Cette ordonnance prônait plus l’éducation que la répression en ce qui concerne « l’enfance délinquante ». Ce texte avait déjà été largement remanié, le dernier changement en date prévoyant, dans le cadre de la loi sur la récidive de l’année dernière, que certains mineurs âgés de 16 à 18 ans puissent être jugés comme des adultes.
Une commission avait donc été réunie par la Ministre de la Justice, commission présidée par André Varinard, professeur à
Lyon. Cette commission doit rendre ses propositions la semaine prochaine.
L’une d’elles fait déjà polémique soit la responsabilité pénale à 12 ans. Actuellement, les juges se prononcent selon des cas particuliers et aucun âge minimum n’a vraiment été fixé. Au sein de cette commission, l’âge de 12 ans a été avancé (même si des policiers demandaient un âge de 10 ans).

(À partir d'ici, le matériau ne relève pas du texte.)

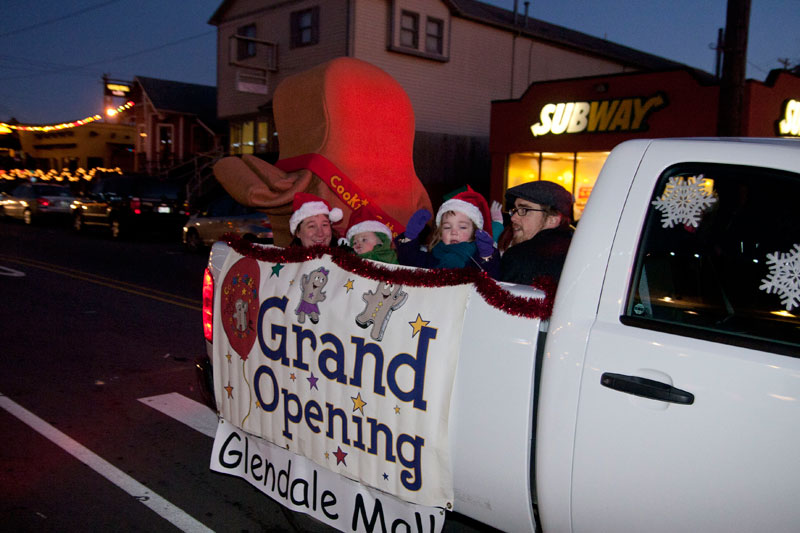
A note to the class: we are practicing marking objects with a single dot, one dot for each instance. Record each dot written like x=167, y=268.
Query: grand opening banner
x=353, y=373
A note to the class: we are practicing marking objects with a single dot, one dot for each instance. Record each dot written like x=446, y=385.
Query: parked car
x=225, y=215
x=127, y=204
x=30, y=201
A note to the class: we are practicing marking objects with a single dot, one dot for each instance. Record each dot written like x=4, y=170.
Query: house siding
x=272, y=21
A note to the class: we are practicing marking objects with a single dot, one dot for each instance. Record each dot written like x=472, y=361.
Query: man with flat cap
x=541, y=212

Légalement, il serait donc possible de placer un mineur de 12 ans en détention, au lieu de 13 ans actuellement. La majorité pénale devrait rester à 18 ans, sauf en cas de multirécidive où elle passerait à l’âge de 16 ans avec peines allégées.
Avant même d’être dévoilées officiellement, ces propositions font débat dans le monde judiciaire, certains s’inquiétant d’une dérive vers le tout-répressif.
Rappelons qu’en Europe, la moyenne veut qu’un placement en détention puisse se faire à 14 ans et que Thomas Hammarberg, Commissaire européen aux droits de l’homme, s’était insurgé la semaine dernière dans son rapport, du durcissement des peines concernant les jeunes délinquants en France tout en dénonçant la situation déplorable des prisons françaises.